Tan pronto abrí la puerta ella ya estaba en la cama.
No sabía si entender su gesto como un elogio o como el final de una pésima
novela, sin embargo, y haciendo a un lado la idea de tomar una copa de
cualquier cosa, me revolqué en medio de sus piernas dejando que las horas
pasaran entre los timbres de su celular, sus gemidos y mis palabras odiosas.
Hacia la media noche sus labios abandonaron mi cuerpo para fumarse un
cigarrillo, fue justo en ese momento cuando comenzaron los tiros, dando inicio
a ese acto de teatro del que está empapada la violencia. Pero esta vez fue
diferente, los disparos entraron por mi ventana, diseminando los cristales por
toda la pieza. En ese instante deseé que esa mujer no estuviera en mi cama sino
en la de su hija, le grité que se tirará al suelo y que no se moviera de ahí
para nada. Mientras tanto, yo me arrastraba hasta el inodoro para vomitar todo
el miedo que me tragaba. Fue así como me encontró el silencio de nuevo, con la
cabeza hundida en el retrete, con la boca llena de esa saliva amarilla. El
silencio que rondaba las calles era ese sepulcral que sigue a los ruidos
confusos y enfermos, me levanté y regresé a la habitación. Allí la vi aún en el
suelo, con la mirada perdida, con la cara empapada de sangre, tal como yo
siempre me imaginaba. Me acerqué a su cuerpo para ver si aún continuaba
caliente, con ese calor que acompañaba seguramente sus desenfrenos, pero no,
estaba un poco tibia. Toda muerta.
Pensé durante dos horas qué haría con ella. La
policía nunca llegaba en la noche, siempre llegaba al amanecer para levantar a
los muertos. Quizás debía dejarla allá, en el andén, junto a los demás cuerpos
fríos.

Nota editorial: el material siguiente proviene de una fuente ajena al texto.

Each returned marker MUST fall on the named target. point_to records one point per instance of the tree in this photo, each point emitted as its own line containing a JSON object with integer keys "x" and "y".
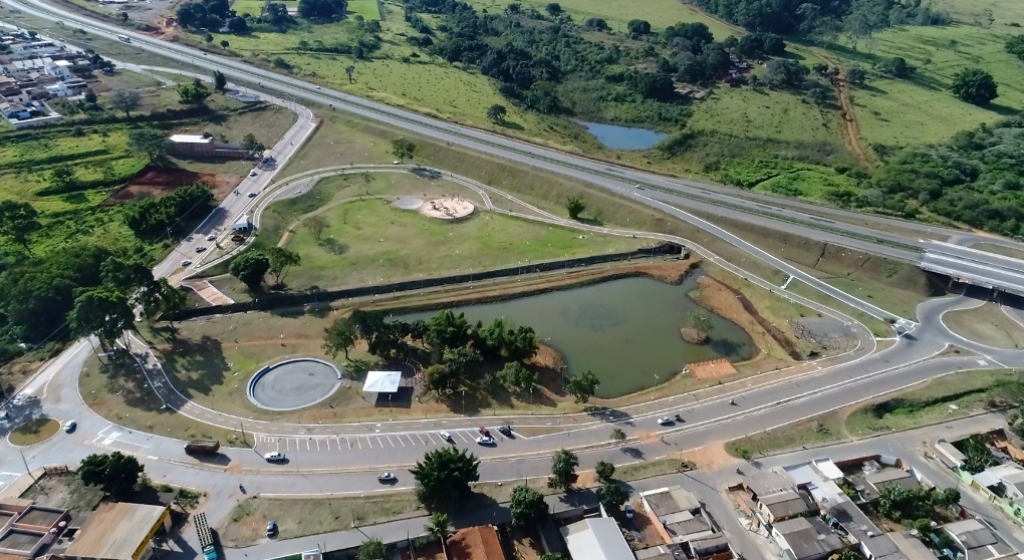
{"x": 250, "y": 267}
{"x": 438, "y": 526}
{"x": 526, "y": 506}
{"x": 193, "y": 94}
{"x": 604, "y": 471}
{"x": 151, "y": 141}
{"x": 125, "y": 99}
{"x": 339, "y": 337}
{"x": 638, "y": 27}
{"x": 699, "y": 321}
{"x": 17, "y": 221}
{"x": 219, "y": 80}
{"x": 402, "y": 148}
{"x": 974, "y": 86}
{"x": 612, "y": 497}
{"x": 116, "y": 473}
{"x": 574, "y": 206}
{"x": 372, "y": 549}
{"x": 582, "y": 386}
{"x": 443, "y": 476}
{"x": 497, "y": 113}
{"x": 102, "y": 312}
{"x": 281, "y": 259}
{"x": 563, "y": 465}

Igual, no me competía su muerte, no me pertenecía su cuerpo. Resuelto mi
dilema puse una bolsa en su cabeza, la anudé en su cuello para que la sangre no
rociara todo el suelo, la levanté y la cargué sobre mis hombros, salí de la
habitación y, a diferencia de las series de criminales y detectives que salen
por el cable, a mí nadie se me apareció inoportunamente por el camino. Igual,
eran las dos de la mañana.
La calle estaba completamente sola y era normal.
Nadie volvía a asomar su cabeza creyendo que en cualquier momento regresarían
los disparos o, simplemente, porque era un lunes y los lunes en la noche todo
el mundo quiere estar dormido. Así que allí la deje, al pie de uno de los muertos.
Le quité la bolsa que puse en su cabeza y derramé la sangre que había en ésta
cerca de su rostro. Regresé a mi habitación totalmente frustrado, con ese voraz
deseo de habérmela tragado en la cama por toda la noche.
No dormí, pase el resto de la noche limpiando la
habitación, recogiendo los vidrios rotos y los pedazos de carne. Metí las
piezas que quedaban de la ropa de la mujer en una bolsa y la metí en el maletín
viejo que siempre llevaba a la oficina, en alguna caneca la dejaría después. Me
tomé un café, me fumé un cigarrillo y me asomé a la ventana donde ya estaban
los mismos cuatro policías de siempre, tapando los cuerpos, haciendo sus
informes inútiles. Uno de ellos hablaba con otro de la bolsa con sangre que
llevaba en su mano, alguna baba se me atascó en la garganta, pero asumí que esa
ya no era problema mío. O no lo sé. Después preguntaría todo el mundo, desde su
marido hasta los de la oficina, qué hacía ella allí, cerca de mi apartamento.
Sólo sabría decirles que no lo sé, o la verdad, que unas balas que yo no he
querido se la habían cargado entera de este mundo, que así eran todas las noches...
o yo qué sé. Me acomodé la corbata, tomé el maletín y salí a la calle, y
cumpliendo con mi morboso rito me acerqué a los muertos de nuevo, les vi sus
caras en busca de consuelo, pero la de ella era distinta a las caras de esos
finaos cotidianos, su rostro estaba tranquilo, como dormido. Quizás para ella
lo mejor de haber estado conmigo era encontrase muerta.